I didn't say it was their job to promote MPP, I said it was their job to inform. And I don't mean "government" as in the Liberals, I meant Elections Ontario (via funding from Liberals).
What do you mean by inform? It's Elections Ontario's job as an independent, non-partisan agency to let people know when and where to vote, and to let them know who they can vote for. Nothing more. It wasn't up to them to tell people how MMP worked -- that was entirely for the Yes/change side to do, and they clearly didn't. If any of you are arguing that Elections Ontario favoured No MMP over MMP in their communications, go ahead, but otherwise, it just sounds like sour grapes.
As for what MPs do...maybe my view has been skewed from working on Parliament Hill (though, admittedly, that was ten years ago), but I always found that MPs generally put their constituents' needs first and foremost.
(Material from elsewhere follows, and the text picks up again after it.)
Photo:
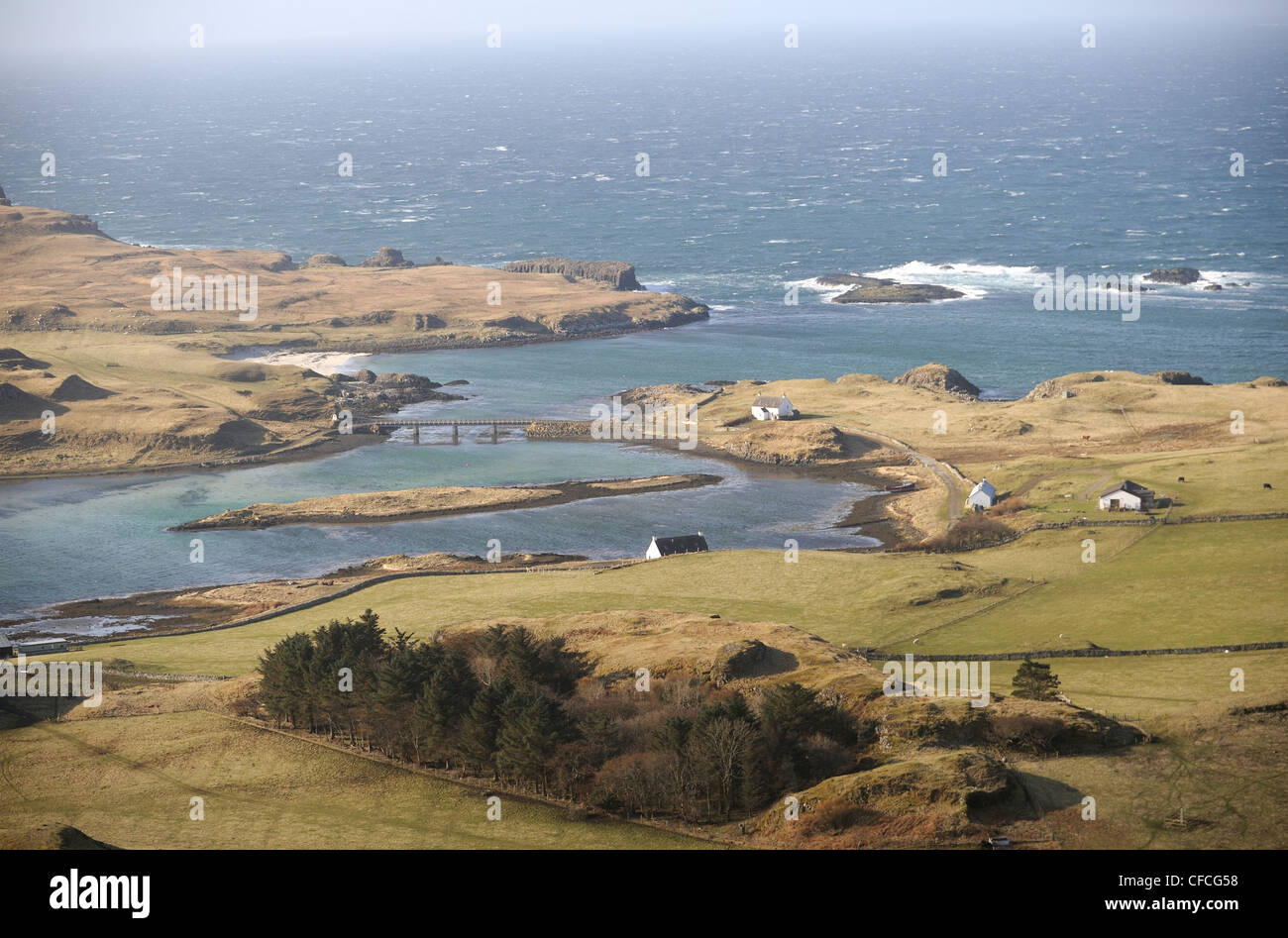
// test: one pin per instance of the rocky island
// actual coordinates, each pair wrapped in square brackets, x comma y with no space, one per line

They obviously wouldn't give speeches that went counter to their party line, but any time we received letters from constituents asking for help with navigating bureaucracy, we'd do it...I'd be shocked if that's not still the case. I know that my mom, a lifelong Liberal, lives in a riding held by the Conservatives provincially, and any time she's needed help with something that falls under provincial jurisdiction, she's been able to go to her MPP and get whatever help she's needed.
If you're saying we need MMP so that you can have your pick of MPs and MPPs from your own party to go to, rather than having to endure the pain of talking to someone from another ideology...I just don't get it. Even under our current system, policies come from parties, and there's nothing stopping people from joining up with a party and pushing for a certain policy, and then hoping the party forms government. I don't see why we'd need to overhaul the voting system for that. If a policy isn't popular enough to get popular traction, then -- unless we're talking about some fundamental human right -- I don't see where the outrage is. It's annoying (and I say that as someone who's voted for the winning party/candidate two or three times, at any level of politics, in the last fifteen years), but that's just how it is. I figure it's on my side to convince a plurality of the population the rightness of my ideas, not to change the rules.
Also, one other thing: yes, we have pitifully low voter turnout at all levels. But seeing as it's only recently that we had a poll where the majority finally said the country was on the wrong track, maybe that's because people either agreed with or were generally indifferent to how they were being governed? I'm not saying that the Conservatives have done a single good thing since they came to power in 2006, but I'd think that if there was that much outrage, it would show up at the ballot box at some point.